The two devices serve different markets, with iPads better for cloud computing and netbooks better for personal computing, said Jerry Shen, CEO of Asus.
"The tablet PC is a cloud computing device. If it weren't for Apple this market would develop a lot more slowly," said Shen.
Web-based applications for tablet devices like the iPad tend to store their data in the cloud, whereas netbook users tend to store their applications and data on the device, he said.
He believes there's only a small overlap in functionality between the two types of device.
Still, Asus plans to launch its own Eee Pad tablet PC, at the Computex Taipei 2010 electronics trade show, in June.
Asus plans a few versions of the Eee pad. "The first phase will use Microsoft software," Shen said.
But the launch could be delayed if there isn't enough market enthusiasm for tablets at that time, he said.
The company is working on content agreements for the Eee Pad when it launches.

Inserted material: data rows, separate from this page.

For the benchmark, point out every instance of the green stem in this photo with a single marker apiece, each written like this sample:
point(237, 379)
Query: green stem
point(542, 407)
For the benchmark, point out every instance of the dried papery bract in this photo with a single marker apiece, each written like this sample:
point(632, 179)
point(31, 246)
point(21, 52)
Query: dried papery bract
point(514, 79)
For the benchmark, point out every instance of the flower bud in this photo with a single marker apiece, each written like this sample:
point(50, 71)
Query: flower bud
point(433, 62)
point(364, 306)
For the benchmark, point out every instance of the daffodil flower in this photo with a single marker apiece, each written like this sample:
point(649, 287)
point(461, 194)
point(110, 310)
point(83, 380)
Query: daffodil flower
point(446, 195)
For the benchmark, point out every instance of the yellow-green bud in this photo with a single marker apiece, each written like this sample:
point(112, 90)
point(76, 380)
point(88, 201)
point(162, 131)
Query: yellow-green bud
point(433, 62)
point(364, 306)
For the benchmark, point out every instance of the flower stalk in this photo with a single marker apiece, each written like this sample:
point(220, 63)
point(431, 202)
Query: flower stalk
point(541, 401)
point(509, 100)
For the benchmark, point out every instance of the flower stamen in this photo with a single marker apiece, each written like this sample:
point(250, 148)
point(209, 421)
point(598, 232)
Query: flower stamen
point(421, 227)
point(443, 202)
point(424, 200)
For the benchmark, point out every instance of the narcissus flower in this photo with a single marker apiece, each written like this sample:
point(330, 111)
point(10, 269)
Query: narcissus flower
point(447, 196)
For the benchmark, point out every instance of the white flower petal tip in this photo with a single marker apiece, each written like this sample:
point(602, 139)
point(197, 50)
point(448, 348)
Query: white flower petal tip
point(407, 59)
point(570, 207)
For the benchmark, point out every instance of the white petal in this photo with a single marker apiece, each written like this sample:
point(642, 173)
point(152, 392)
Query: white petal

Asus sold 2.5 million laptops in the first quarter of 2010 and it forecast shipments will rise as much as 10 percent quarter-on-quarter in the second quarter.
The company also shipped 1.6 million Eee PC, but said shipments of the popular netbooks will rise as much as five percent in the second quarter.
The company raised its full-year shipment forecast for laptops and Eee PCs this year to 18 million, up 50 percent over last year and better than the previous target of 16 million.
Shen said component sourcing has been a headache this year, with prices of some key components rising fast and tight supplies in the market.
Price increases in DRAM has had the biggest impact on Asus's business so far, while tight supplies of memory chips and LCD screens have been an issue.
Asus plans to start signing contracts to ensure a stable supply of DRAM at set prices, instead of sourcing from the spot market, Shen said.